The problem with lying restlessly in bed is that my mind becomes my worst enemy. Not only are my worries magnified at 3 a.m., but the promise of an exhausting next day only makes my anxiety worse and sleep more unattainable.
It didn't come as much a surprise that my insomnia eased up when I started practicing yoga almost daily, but the pose that made room for that ease was unexpected.
Plank is known for for being a strength-building pose, and for that reason it's one of my least favorites. It engages almost every party of the body, especially the core. So when my guides decided to add a two-minute plank meditation to the end of class, I began to dread it. I mean seriously, who wants to hold an excruciating post for two minutes after relaxing in pigeon moments before?
But as the two minute planks wore on, they became easier. This was partially because they did their job and made me stronger, but I also found myself entering a meditative state each class. Because holding plank was so difficult, I had no choice but to make it as easy on myself as possible. As with most things in life, breathing deeply and staying positive made it more attainable.
So instead of thinking about how much I wanted to revert to downward dog or child's pose, I made a conscious decision to spend those two minutes -- this is corny, get ready -- "thinking happy thoughts." Every time negativity began to creep in, I would redirect my thoughts to fun weekend plans or a positive experience I'd had. Very recently, I was able to close my eyes for two minutes and breathe without thinking about anything at all.

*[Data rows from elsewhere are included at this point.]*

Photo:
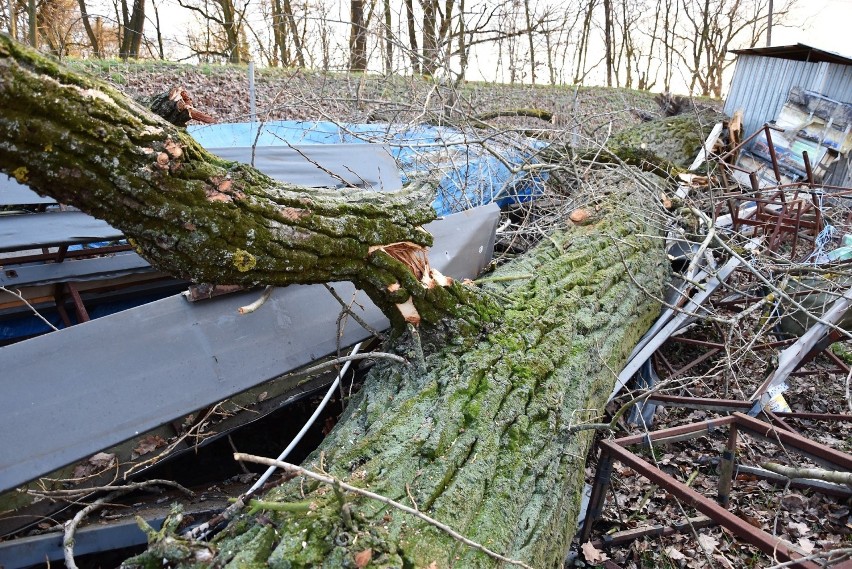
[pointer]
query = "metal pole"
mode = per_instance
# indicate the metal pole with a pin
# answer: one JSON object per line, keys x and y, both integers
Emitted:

Without realizing it, I started to apply this same practice to my sleep. Difficult poses are anxiety-inducing, as is finding myself awake in the middle of the night.
As I tossed and turned a few nights ago thinking irrational thoughts about how horrible my dentist appointment the next day would be -- I hadn't been in three years and was positive I would have to have an emergency root canal --- I began taking several deep breaths and letting positive thoughts override my negative ones. Eventually, my thoughts disappeared completely and I fell asleep. And in case you're wondering, no cavities!
I still fall out of plank sometimes, and I'm sure I'll find myself knee-deep in anxiety one night again. But it's a comfort to know that even if I'm never able get rid of my insomnia completely, I can at least make it a little more bearable.